今週開幕するライダーカップ 数字上は圧倒的に米国優勢だが…

キャプテン推薦でライダーカップメンバーに選ばれ、記者会見に臨むウッズとミケルソン(写真・Getty Images)
キャプテン推薦でライダーカップメンバーに選ばれ、記者会見に臨むウッズとミケルソン(写真・Getty Images) 【拡大】
ライダーカップ初のフランス決戦が、いよいよ今週開幕。パリ郊外、ヴェルサイユ宮殿からわずか8キロのコース、ル・ゴルフ・ナショナルに、タイガー・ウッズが6年ぶりに選手としてチーム入りし“最強”と呼ばれる米国選抜が乗り込む。それだけに、迎える欧州選抜のホーム、フランスでも熱い視線が集まっている。
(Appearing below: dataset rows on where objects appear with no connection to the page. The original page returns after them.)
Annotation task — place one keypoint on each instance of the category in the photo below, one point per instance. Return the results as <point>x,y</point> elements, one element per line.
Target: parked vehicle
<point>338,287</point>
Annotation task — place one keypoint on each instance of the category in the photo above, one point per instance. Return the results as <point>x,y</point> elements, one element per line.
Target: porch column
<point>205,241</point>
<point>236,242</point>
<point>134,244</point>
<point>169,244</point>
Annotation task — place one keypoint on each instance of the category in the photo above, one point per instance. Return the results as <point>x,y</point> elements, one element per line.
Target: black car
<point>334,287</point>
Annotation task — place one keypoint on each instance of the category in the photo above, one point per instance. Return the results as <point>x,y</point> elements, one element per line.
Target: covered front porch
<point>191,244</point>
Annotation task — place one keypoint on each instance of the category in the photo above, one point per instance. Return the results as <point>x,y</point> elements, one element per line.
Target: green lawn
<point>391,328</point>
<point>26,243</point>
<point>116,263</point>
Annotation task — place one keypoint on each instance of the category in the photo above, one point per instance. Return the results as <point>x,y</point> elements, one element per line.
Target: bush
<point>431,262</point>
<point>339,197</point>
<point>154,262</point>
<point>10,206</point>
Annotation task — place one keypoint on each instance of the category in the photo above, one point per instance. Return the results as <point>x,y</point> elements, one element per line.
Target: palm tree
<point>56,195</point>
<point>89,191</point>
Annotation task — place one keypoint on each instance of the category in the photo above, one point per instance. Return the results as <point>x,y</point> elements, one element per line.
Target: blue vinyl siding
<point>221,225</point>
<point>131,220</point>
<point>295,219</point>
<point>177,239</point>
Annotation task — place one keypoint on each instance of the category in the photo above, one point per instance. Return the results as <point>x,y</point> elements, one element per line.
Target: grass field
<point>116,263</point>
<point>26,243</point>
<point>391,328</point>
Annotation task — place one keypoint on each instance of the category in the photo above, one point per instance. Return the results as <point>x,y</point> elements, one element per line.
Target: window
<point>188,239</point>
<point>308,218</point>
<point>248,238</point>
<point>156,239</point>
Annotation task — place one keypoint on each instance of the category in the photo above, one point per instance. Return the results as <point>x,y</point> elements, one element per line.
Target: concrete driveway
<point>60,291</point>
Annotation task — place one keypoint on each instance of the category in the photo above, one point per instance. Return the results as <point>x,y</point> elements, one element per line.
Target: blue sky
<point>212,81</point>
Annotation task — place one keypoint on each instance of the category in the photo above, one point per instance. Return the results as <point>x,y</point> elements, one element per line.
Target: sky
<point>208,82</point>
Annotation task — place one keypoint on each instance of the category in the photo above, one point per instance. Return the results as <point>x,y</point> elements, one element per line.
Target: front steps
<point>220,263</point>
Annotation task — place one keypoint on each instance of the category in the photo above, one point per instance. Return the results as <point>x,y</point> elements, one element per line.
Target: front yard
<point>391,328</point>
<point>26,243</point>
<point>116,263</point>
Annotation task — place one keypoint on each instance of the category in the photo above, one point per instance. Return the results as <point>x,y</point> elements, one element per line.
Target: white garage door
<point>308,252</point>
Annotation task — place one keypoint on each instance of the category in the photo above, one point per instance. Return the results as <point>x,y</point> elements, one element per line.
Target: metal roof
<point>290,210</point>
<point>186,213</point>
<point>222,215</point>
さて、その戦いの見どころはというと、まずはオッズでいうとわずかに米国優勢と見られている。その最大の要因は、もちろんウッズが選手に返り咲いたこと。

「タイガーが選手として入ることで、チームメンバーの接着剤になって“団結力”俄然増すことになる。過去にアシスタント・キャプテンも務めているので戦略的なアドバイスにも大きな力が発揮できるのは間違いない」と、前米国選抜主将のデービス・ラブⅢ。
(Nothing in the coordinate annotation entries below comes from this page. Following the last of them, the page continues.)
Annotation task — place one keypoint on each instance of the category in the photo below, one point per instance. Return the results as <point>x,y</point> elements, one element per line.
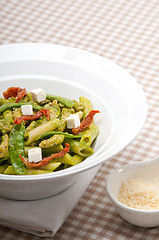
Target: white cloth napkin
<point>44,217</point>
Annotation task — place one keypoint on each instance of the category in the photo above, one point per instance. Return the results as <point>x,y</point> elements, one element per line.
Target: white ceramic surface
<point>146,170</point>
<point>72,73</point>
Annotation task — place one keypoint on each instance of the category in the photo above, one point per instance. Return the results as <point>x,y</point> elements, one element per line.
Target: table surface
<point>126,32</point>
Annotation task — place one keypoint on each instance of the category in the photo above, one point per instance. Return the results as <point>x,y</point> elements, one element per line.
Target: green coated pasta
<point>47,129</point>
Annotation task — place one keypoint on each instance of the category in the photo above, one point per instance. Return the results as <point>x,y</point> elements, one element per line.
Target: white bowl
<point>145,170</point>
<point>73,73</point>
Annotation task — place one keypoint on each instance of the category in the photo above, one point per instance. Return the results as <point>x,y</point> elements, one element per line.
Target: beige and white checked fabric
<point>126,32</point>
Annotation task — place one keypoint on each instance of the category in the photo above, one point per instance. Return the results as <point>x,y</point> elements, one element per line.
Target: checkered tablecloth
<point>126,32</point>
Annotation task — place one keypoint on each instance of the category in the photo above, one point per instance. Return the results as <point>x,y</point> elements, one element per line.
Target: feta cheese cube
<point>73,121</point>
<point>27,109</point>
<point>38,94</point>
<point>34,155</point>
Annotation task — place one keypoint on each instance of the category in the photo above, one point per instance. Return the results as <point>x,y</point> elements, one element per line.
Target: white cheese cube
<point>73,121</point>
<point>34,155</point>
<point>27,109</point>
<point>38,94</point>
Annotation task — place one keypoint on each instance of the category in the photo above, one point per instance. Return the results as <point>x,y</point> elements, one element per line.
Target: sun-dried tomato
<point>86,122</point>
<point>45,161</point>
<point>20,95</point>
<point>16,92</point>
<point>43,111</point>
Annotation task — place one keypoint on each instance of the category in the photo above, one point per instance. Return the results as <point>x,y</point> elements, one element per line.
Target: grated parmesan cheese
<point>140,194</point>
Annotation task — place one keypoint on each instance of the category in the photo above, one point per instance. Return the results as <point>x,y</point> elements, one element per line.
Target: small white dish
<point>146,170</point>
<point>72,73</point>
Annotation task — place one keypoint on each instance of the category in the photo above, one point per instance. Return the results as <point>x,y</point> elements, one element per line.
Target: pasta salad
<point>42,133</point>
世界ランキングでも米国は11.8で欧州の18.5よりも7ポイント近く高く、ウッズとフィル・ミケルソンのベテラン勢にジャスティン・トーマス、ブライソン・デシャンボー、トニー・フィナウと3人のライダーカップルーキーが加わり、その平均年齢は31.9歳。12人の平均出場回数は2.83回で「若さと経験のバランスが非常によい」と、現主将のジム・フューリクは自信を見せる。

一方の欧州はトミー・フリートウッド、アレックス・ノレン、ジョン・ラーム、トービヨン・オルセン、タイレル・ハットンと5人のルーキーを擁す。一方でベテランはヘンリク・ステンソン、イアン・ポールター、そしてセルヒオ・ガルシアという面々で、平均年齢は33.8歳と2歳近く米国よりも高いが、出場回数の平均は2.17回と経験は少ない。今季のツアー勝利数でも米国が優勢。つまり数字上は圧倒的に米国が上回っているのだが、「そう簡単にいかないのがライダーカップ」と、欧州選抜の元主将ダレン・クラーク。

「米国にとって最大の弱点はアウェーに弱いこと」と指摘する。実際に過去10回の対戦中、欧州7勝に対して米国は3勝。米国がアウェーで勝ったのは1993年、英国のベルフライ大会まで遡らなければならない。

「欧州全土からパリに集結するファンの声援は大きなアドバンテージ、そしてルーキーが爆発する力は十分ある」と、トーマス・ビヨーン欧州選抜主将は一歩も引かない構え。

今年は“僅差”の戦いが予想されるだけに、最後まで目が離せない。